コユキコムギ復活のパン
  〜ワルン・ロティ・大和田聡子さん

ワルンロティ

「北のコナモン」をご存じでしょうか?
八戸、久慈、二戸の三圏域(愛称・北緯40°ナニャトヤラ連邦)で、三圏域に古くから根付いている、小麦粉や米粉、そば粉など独特の粉食文化を再認識し、食を通じた地域間交流、地域活性化を目的に、「食」のブランド化を図る取組みで、数年前から「北のコナモン博覧会」などPR事業も開催しています。
「北のコナモン」を追い求めているうちに、岩手県産の「コユキコムギ」でパン作りをしている「ワルン・ロティ」(東京・目黒区)の大和田聡子(おおわだとしこ)さんの記事(赤旗日曜版5月22日号)を見つけました。
 可愛らしい名前の「コユキコムギ」は、大和田さんの亡父・後藤虎男さんが開発した小麦で、絶滅寸前だった国産品種。父の育てた小麦を何とか守ろうと大和田さんが農事組合法人「アグリ平泉」との契約栽培にこぎつけたそうです。

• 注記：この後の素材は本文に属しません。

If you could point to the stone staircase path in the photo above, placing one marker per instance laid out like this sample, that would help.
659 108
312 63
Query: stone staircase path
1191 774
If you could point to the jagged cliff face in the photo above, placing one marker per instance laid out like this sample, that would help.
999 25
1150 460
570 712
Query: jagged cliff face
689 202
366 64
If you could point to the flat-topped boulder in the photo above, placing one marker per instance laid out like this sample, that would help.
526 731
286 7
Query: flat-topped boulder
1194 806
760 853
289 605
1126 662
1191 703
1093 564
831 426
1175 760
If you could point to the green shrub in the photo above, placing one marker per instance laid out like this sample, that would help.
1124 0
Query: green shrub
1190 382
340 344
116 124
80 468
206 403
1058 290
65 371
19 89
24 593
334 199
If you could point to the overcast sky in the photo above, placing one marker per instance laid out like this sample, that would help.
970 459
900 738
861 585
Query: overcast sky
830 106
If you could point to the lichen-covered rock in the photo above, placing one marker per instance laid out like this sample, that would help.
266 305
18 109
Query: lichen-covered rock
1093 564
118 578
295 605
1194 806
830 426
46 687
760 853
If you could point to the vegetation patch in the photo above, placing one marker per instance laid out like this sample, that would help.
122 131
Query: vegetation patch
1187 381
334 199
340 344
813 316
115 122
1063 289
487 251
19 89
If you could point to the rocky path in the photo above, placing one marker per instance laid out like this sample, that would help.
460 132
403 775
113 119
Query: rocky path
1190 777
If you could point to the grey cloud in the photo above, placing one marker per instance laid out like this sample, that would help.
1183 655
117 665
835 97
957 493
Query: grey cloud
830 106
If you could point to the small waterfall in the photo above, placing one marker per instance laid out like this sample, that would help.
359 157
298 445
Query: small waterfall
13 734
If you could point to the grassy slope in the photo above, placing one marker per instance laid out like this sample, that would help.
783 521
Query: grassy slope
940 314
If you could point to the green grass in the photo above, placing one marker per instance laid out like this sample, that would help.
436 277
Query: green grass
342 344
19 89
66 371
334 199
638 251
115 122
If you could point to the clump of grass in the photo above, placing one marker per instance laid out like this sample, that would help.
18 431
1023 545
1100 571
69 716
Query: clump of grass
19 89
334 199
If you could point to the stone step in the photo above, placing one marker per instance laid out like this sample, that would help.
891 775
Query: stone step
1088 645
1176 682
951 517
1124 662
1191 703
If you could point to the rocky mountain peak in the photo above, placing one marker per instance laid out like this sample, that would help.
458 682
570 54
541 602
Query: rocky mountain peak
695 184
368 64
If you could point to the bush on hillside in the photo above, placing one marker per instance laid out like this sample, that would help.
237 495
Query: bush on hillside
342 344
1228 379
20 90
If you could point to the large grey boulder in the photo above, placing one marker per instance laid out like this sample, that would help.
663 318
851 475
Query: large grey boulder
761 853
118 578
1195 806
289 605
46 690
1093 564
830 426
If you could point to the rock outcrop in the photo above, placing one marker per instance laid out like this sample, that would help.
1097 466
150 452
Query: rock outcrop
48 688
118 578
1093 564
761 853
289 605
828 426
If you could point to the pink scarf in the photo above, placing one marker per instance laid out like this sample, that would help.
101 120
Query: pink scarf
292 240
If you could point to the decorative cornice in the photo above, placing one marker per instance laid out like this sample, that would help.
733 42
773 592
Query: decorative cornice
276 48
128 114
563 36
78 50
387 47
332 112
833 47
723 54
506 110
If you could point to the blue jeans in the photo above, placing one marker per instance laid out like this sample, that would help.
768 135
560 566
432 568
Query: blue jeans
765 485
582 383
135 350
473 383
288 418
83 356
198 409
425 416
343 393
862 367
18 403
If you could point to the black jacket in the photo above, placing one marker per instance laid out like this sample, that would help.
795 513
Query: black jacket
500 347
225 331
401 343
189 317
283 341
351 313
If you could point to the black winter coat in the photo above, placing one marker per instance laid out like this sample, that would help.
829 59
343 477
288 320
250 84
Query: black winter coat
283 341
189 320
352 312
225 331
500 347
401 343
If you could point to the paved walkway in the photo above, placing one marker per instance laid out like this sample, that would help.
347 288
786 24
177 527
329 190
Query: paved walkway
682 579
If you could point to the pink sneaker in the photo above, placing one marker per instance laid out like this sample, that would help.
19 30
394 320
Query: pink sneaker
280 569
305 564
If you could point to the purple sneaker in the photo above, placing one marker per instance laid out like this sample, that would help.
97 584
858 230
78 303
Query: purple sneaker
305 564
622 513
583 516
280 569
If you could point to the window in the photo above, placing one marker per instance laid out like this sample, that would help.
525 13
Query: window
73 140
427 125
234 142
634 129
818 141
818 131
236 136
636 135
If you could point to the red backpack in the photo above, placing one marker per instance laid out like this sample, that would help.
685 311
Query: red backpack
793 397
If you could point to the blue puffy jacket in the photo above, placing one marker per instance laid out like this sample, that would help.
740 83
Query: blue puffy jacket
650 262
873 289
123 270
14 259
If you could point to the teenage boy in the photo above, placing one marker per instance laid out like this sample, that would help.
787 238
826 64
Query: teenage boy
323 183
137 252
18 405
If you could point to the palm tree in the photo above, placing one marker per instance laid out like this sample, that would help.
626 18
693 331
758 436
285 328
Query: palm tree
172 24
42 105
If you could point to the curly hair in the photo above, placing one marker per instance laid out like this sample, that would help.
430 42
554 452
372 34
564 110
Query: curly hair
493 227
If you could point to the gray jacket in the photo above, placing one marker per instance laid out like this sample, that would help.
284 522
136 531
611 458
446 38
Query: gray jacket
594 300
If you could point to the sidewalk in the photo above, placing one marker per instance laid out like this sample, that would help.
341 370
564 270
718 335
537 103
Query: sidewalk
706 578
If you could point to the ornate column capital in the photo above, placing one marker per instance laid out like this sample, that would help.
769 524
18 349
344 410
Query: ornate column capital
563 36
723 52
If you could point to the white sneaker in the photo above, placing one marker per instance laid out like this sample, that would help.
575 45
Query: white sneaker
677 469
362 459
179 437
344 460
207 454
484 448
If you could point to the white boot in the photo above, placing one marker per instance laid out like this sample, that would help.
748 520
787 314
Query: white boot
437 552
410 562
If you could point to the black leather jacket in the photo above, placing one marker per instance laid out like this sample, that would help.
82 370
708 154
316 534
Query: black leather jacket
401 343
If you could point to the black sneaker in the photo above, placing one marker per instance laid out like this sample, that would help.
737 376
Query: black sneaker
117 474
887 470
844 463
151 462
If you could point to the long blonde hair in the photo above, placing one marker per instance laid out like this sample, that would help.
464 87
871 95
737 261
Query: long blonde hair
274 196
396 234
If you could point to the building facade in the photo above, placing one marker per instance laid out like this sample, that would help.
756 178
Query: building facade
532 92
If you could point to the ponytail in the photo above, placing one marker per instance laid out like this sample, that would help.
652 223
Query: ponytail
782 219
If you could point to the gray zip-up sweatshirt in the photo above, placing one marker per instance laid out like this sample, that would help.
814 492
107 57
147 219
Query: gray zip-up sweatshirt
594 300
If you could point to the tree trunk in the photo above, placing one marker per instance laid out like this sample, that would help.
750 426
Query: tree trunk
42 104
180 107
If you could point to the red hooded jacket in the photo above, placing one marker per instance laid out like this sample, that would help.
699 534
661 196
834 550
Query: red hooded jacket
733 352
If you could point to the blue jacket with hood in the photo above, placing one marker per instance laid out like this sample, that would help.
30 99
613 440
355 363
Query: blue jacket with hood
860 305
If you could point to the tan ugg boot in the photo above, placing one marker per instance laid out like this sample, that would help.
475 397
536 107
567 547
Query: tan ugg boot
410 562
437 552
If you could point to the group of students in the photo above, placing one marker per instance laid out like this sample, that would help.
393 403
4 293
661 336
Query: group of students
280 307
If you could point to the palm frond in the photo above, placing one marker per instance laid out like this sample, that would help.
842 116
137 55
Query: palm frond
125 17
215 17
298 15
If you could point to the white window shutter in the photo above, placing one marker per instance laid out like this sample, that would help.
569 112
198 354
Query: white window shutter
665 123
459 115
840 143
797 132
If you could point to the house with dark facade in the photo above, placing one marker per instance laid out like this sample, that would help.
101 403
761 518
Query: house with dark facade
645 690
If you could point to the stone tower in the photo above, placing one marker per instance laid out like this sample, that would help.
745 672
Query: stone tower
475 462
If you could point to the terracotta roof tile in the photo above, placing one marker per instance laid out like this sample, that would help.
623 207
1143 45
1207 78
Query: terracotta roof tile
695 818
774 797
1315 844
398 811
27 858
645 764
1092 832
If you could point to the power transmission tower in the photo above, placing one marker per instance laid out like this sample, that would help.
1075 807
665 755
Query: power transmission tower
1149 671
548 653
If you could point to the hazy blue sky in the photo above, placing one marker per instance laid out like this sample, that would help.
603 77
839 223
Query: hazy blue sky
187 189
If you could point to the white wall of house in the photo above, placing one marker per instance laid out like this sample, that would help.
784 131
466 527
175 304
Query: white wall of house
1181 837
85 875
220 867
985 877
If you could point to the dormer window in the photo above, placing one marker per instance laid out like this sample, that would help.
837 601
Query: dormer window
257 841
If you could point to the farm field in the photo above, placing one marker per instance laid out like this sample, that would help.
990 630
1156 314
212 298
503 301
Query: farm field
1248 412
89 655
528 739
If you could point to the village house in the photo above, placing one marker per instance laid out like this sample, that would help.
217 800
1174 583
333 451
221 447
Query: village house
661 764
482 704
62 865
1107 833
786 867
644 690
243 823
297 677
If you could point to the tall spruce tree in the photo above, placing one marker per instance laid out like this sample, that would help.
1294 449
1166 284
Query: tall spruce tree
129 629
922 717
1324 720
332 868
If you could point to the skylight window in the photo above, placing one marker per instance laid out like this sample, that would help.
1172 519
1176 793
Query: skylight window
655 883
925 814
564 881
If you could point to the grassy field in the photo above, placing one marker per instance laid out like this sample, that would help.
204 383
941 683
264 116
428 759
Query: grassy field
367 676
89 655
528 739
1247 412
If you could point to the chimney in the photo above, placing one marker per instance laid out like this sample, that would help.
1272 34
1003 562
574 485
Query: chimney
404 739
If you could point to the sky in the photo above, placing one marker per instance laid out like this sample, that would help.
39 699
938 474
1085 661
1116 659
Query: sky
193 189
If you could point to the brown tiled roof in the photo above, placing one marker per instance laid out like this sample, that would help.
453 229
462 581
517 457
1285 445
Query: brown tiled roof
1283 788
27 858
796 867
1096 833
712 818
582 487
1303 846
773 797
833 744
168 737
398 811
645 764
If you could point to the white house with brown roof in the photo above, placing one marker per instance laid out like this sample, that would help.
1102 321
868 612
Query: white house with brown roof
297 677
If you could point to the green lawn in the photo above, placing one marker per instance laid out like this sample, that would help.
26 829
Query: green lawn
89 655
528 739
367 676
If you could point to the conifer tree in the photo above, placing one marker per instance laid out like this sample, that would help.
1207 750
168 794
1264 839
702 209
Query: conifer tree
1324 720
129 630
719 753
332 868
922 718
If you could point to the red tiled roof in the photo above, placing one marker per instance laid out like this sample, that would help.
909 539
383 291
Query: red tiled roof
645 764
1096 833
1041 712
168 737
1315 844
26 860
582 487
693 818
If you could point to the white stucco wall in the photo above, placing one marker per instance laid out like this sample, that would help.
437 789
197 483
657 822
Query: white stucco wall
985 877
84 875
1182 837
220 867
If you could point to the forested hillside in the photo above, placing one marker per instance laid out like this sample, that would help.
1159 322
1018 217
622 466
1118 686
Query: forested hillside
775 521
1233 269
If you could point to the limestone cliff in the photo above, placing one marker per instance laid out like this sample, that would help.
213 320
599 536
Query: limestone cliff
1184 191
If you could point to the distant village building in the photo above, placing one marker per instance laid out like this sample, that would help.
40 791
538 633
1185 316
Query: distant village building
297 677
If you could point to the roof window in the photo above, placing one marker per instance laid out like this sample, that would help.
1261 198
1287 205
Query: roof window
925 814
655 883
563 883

 昨年2月には姉妹店「きんいろぱん屋」が平泉毛越寺前に開店しています。
コユキコムギのパンはどっしり、もちもち感の歯ごたえがあり、地元の小豆を使った手作り餡の入った「きんいろあんぱん」もなめらかな甘さがあります。
 その後に大和田さん本人から電話をいただいたこともあり、6月末に大和田さんのひとりパン屋「ワルン・ロティ」に行く機会を得ました。
アポなしにもかかわらず、大和田さんはお店で気さくに応対して下さいました。
 同行の若手スタッフは、所在地の「洗足」をずっと「アライアシ」と読み違えておりましたが、パン好きのみなさまはそのような愚行をなさることなく、ぜひ一度お訪ね下さい。
 高校までは盛岡で、今は二戸市の製粉所とも関係が深いという大和田さん。
同じ南部圏域という縁にかこつけて、取材がてら、またおいしいパンを食べに行きます。